Scholz porta il discorso sul fatto che l’Italia è un paese manifatturiero e che l’Europa spinge per rilanciare proprio questo tipo di aziende, anche per contrastare la delocalizzazione. Il presidente di Confindustria conferma di condividere questa impostazione, “merito dell’ex commissario europeo Antonio Tajani”. “Io sono un europeista convinto e la mia visione è che si giunga agli Stati Uniti d’Europa, ma la mia generazione forse non li vedrà”.
La Mapei è leader mondiale nella produzione di adesivi per l’edilizia. Un gruppo innovativo, che fa molta ricerca. “Come intende la formazione dei giovani?”, chiede Scholz. “Abbiamo un grande vantaggio – risponde l’imprenditore – i nostri giovani hanno molta materia grigia nella testa ed escono dalle scuole tecniche con una buona formazione. Questo lo posso dire con sicurezza perché ho dipendenti in sessanta nazioni diverse. Una pecca italiana, invece, è la mancanza di un vero apprendistato e di collaborazione tra scuola e azienda”.

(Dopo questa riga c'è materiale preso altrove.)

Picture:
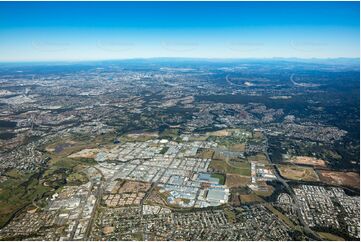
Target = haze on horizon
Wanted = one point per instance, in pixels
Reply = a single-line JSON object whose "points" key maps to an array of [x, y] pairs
{"points": [[75, 31]]}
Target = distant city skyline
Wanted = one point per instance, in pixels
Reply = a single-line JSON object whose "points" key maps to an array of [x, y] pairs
{"points": [[82, 31]]}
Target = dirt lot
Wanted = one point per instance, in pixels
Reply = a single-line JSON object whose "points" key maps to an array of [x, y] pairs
{"points": [[234, 180], [250, 198], [293, 172], [86, 153], [220, 133], [350, 179], [205, 153], [134, 186], [305, 160], [238, 148]]}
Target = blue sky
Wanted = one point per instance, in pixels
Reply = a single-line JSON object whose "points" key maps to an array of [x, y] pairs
{"points": [[38, 31]]}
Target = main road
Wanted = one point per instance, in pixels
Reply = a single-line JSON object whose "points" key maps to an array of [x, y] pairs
{"points": [[297, 204]]}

“Il problema – aggiunge il leader degli industriali – è che siamo in una situazione in cui occorre fare sacrifici. Tocca alla politica indicare prospettive di sviluppo che portino alla crescita. La politica però deve tener conto che siamo un paese manifatturiero, anche se non possiamo ignorare le prospettive della cultura e del turismo. È l’impresa che deve crescere e generare lavoro”.

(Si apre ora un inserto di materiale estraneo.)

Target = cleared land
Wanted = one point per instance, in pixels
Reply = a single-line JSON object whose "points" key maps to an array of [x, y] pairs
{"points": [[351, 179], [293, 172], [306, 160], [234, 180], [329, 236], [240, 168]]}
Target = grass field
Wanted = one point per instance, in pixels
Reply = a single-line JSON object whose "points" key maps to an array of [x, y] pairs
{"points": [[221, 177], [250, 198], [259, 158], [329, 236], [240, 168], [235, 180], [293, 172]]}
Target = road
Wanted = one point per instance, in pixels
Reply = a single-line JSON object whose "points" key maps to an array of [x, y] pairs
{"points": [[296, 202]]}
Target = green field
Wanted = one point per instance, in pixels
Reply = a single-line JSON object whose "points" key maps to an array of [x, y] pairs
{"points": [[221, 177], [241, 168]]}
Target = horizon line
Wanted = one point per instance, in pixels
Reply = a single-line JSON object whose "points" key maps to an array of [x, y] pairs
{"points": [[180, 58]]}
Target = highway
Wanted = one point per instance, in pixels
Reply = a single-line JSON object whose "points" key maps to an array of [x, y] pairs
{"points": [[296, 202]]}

“Ogni decisione però è subito bloccata da interventi corporativi”, obietta il presidente della Compagnia delle Opere. Pronta la risposta: “Confindustria non si opporrà a provvedimenti che hanno come obiettivo la crescita. Io non ho mai frequentato i ‘salotti buoni’ della finanza e neppure i miei attuali collaboratori: abbiamo frequentato uffici e fabbriche. E poi non bisogna mai dimenticare che con una disoccupazione giovanile oltre il 40 per cento non c’è futuro per il Paese”. “Serve una politica industriale?” è la domanda successiva. “Il governo deve delineare una visione, degli indirizzi, perché, per esempio, non possiamo perdere la siderurgia e dobbiamo conservare quanto rimane della chimica. Le obiezioni sui capitali stranieri nelle nostre imprese non hanno importanza: importante è che rimangano in Italia la ricerca e il lavoro di chi fa i prodotti”.
Ultima domanda: “Per ripartire ci vuole fiducia. Come costruirla?” Squinzi ribadisce che la fiducia “nasce da una chiara visione del futuro”, compito della politica, e dal vedere che inizia “uno stabile lavoro per realizzarla”. Il ringraziamento di Scholz va non solo al presidente di Confindustria, ma “all’imprenditore umile e sensibile, vigorosamente impegnato nel sociale”.